7 Hoewel Jehovah’s loyale liefde of „liefderijke goedheid” tot uitdrukking wordt gebracht jegens degenen die in een goedgekeurde verhouding tot hem zijn gekomen, wil dit beslist niet zeggen dat hij onvriendelijk is jegens degenen die niet in zo’n verhouding tot hem staan. Toen Gods Zoon op aarde was, zei hij: „De Allerhoogste . . . is goed voor de ondankbaren en goddelozen. Blijft barmhartig worden, zoals uw Vader barmhartig is” (Luk. 6:35, 36). De apostel Paulus kon tot mensen in Lystra, die afgoden aanbaden, zeggen dat God „niet heeft nagelaten getuigenis van zichzelf te geven door goed te doen, door u regens vanuit de hemel en vruchtbare tijden te geven, door uw hart overvloedig met voedsel en vrolijkheid te vervullen” (Hand. 14:17). Dit alles is een onverdiende goedheid van Gods zijde, een uiting van zijn grote barmhartigheid jegens de mensheid in het algemeen.

8. (a) Hoe biedt de schepping ons redenen om Jehovah te danken? (Ps. 33:5) (b) Welke krachtiger redenen bezitten wij?

8 Hoe gemakkelijk is het om datgene wat wij bezitten als iets vanzelfsprekends te beschouwen. Vraag uzelf eens af: Hoe zou u de kleur van de lucht of de schoonheid van een bloem beschrijven aan iemand die blind geboren is? Als iemand nooit heeft kunnen horen, zou u hem dan kunnen uitleggen wat het wil zeggen te kunnen horen, zodat men de vogels kan horen zingen, met elkaar kan converseren en naar aangename muziek kan luisteren? Het vermogen om te zien en te horen, vermogens die wij bijna allemaal bezitten, is beslist een zegen, niet waar? Hoe vaak danken wij God, de Schepper, er echter voor? (Spr. 20:12; Ex. 4:11) Er zijn niettemin nog veel krachtiger redenen om Jehovah te danken en te loven. Deze redenen houden verband met zijn wonderbare werken die het voor ons mogelijk maken in een goedgekeurde verhouding tot hem te komen. Wij kunnen daardoor niet alleen het voorwerp zijn van zijn algemene goedheid jegens de gehele mensheid, maar wij kunnen het voorwerp worden van zijn loyale liefde, de liefderijke goedheid die hij ten toon spreidt jegens die „mensenzonen” die gunstig op zijn barmhartige voorziening reageren en hem dankbaar dienen. — Ps. 107:8.
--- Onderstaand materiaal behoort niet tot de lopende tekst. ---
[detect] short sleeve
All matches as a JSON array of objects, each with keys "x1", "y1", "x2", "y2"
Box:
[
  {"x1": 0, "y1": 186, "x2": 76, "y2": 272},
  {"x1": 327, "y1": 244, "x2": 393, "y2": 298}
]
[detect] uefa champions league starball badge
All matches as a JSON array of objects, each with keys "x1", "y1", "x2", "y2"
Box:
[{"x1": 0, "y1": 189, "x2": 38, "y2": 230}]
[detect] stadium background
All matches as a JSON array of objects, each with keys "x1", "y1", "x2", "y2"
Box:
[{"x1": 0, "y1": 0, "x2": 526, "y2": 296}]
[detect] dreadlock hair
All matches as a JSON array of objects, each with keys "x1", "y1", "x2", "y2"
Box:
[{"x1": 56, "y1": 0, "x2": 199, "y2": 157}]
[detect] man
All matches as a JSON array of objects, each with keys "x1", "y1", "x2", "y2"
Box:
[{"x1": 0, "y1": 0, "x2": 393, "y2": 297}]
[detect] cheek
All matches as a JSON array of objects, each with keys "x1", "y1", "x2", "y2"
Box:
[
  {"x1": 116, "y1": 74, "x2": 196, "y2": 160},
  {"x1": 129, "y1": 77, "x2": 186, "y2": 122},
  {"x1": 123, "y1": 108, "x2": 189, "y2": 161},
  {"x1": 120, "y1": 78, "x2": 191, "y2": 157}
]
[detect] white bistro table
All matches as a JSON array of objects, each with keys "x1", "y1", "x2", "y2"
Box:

9. In welke situatie hadden heidenen in Efeze verkeerd, en hoe waren sommigen van hen christenen geworden?

9 De apostel Paulus schreef dat heidense christenen in het oude Éfeze eens ’zonder Christus waren geweest, vervreemd van de staat Israël en vreemden met betrekking tot de verbonden der belofte, en zij hadden geen hoop en waren zonder God in de wereld’ (Ef. 2:11, 12). Omdat het Gods wil was dat zowel joden als heidenen de gelegenheid ontvingen Christus te aanvaarden, werd de boodschap van verzoening tot die heidenen gepredikt (Ef. 2:16; Kol. 1:21, 22; 2 Kor. 5:18-21). Dat vormde voor hen een in het oog springende reden om God voor zijn barmhartigheid te danken.

10. Waarom kunnen wij ook dankbaar zijn voor Gods onverdiende goedheid?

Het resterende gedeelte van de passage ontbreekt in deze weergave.